Summary of Miia Turpeinen’s speech:
Miia Turpeinen, Senior Medical Officer at Oulu University Hospital catchment area (Erva), shared her personal views on the current state and future of the assessment of hospital medicines, at Medaffcon’s customer evening on 6 Apr 2016.
Currently, the assessment of hospital medicines is fragmented and scattered. Several different parties on different levels, such as catchment areas, network of Senior Medical Officers, Finnish Medicines Agency, Fimea and European network in Health Technology Assessment conduct assessments on hospital medicines. Turpeinen discussed the contradictory position of Fimea in HT assessment; Fimea being the authority granting marketing authorizations, it is subsequently expected to provide recommendations on the use of the medicines as well. The issue becomes even more complicated in cases of off-label use. Can an authority granting MA provide recommendations in such cases? Fimea’s HTA Advisory Board is to be run down, and the activities will not continue. Will the Council for Health Services of the Ministry of Social and Health Affairs assume a role in providing recommendations?

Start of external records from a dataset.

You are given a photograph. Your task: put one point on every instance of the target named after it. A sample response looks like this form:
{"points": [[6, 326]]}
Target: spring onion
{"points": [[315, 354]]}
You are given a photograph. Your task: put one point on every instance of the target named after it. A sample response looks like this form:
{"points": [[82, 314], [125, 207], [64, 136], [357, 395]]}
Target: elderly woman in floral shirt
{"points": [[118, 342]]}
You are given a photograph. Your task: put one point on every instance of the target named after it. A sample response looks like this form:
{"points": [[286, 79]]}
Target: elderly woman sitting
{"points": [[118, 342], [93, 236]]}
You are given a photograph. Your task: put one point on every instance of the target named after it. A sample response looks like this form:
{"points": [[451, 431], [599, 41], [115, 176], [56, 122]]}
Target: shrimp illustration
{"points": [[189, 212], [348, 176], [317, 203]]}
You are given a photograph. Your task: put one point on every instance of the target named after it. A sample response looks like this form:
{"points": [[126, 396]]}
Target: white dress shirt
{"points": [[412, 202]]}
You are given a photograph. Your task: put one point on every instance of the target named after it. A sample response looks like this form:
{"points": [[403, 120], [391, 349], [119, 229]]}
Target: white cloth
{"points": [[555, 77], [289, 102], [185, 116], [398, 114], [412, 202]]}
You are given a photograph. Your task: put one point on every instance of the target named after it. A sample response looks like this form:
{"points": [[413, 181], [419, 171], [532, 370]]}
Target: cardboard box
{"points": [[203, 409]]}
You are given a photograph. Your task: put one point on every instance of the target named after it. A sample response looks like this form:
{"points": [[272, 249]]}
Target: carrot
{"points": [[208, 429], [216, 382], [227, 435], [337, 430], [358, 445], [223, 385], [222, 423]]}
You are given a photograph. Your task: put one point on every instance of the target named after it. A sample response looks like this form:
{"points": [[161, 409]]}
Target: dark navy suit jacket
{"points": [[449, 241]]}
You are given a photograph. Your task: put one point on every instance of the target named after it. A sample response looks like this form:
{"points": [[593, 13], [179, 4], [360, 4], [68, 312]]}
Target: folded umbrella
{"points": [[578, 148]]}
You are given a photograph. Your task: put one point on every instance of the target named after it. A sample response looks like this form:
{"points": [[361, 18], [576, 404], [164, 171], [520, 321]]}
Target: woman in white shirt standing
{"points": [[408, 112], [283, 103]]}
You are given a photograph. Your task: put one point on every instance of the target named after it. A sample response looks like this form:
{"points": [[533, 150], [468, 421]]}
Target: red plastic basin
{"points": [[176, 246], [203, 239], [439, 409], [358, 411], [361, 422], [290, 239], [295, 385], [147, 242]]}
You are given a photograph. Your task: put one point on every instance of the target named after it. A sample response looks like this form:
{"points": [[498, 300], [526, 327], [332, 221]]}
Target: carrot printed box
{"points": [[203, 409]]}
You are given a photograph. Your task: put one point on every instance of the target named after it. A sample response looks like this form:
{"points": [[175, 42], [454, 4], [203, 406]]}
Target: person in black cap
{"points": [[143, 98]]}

Regional assessments in catchment areas (Erva) are a common practise today, but not in the future, according to Turpeinen. Her pursuit is national assessment, but there is a long way ahead. After all, the aim of diverse assessments of cost-effectiveness is to create new knowledge to serve the field and authorities in need of such knowledge, and to increase justice and equality.
Currently there is a lot going on in the social and health care system, not least, the structures of the entire health care will be reassessed along with the social welfare and health care reform (SOTE). Changes in the policies, procurement and decision-making impact assessments. And currently there is hardly any cooperation in the assessment of medicines used in outpatient care and hospitals, nor in the assessment of other measures. We should thus capitalise on this moment and see that change is really an opportunity.
Interventions in the assessment and pricing of medicines should also be possible, since the current situation does not serve Finnish health care or the decision makers sufficiently well. As an example of this, Oulu University Hospital catchment area (Erva) has started independently test outcome-based pricing. It is not yet known where it will lead, which is why testing it is necessary. In addition, changes in the marketing authorization procedures (adaptive licensing) can contribute to the implementation of new innovations.
At the moment, hospitals have to make quick decisions for the benefit of the patients, and there is not enough provision for the market access of new medicines. Resources could be more targeted at Horizon Scanning type activities. After all, information on the products entering the markets is available, and advance provision would be possible. This could prevent surprises and hasty decisions.
Now is a good time to shake the procedures used for medicine assessment and to make them serve better everyone involved.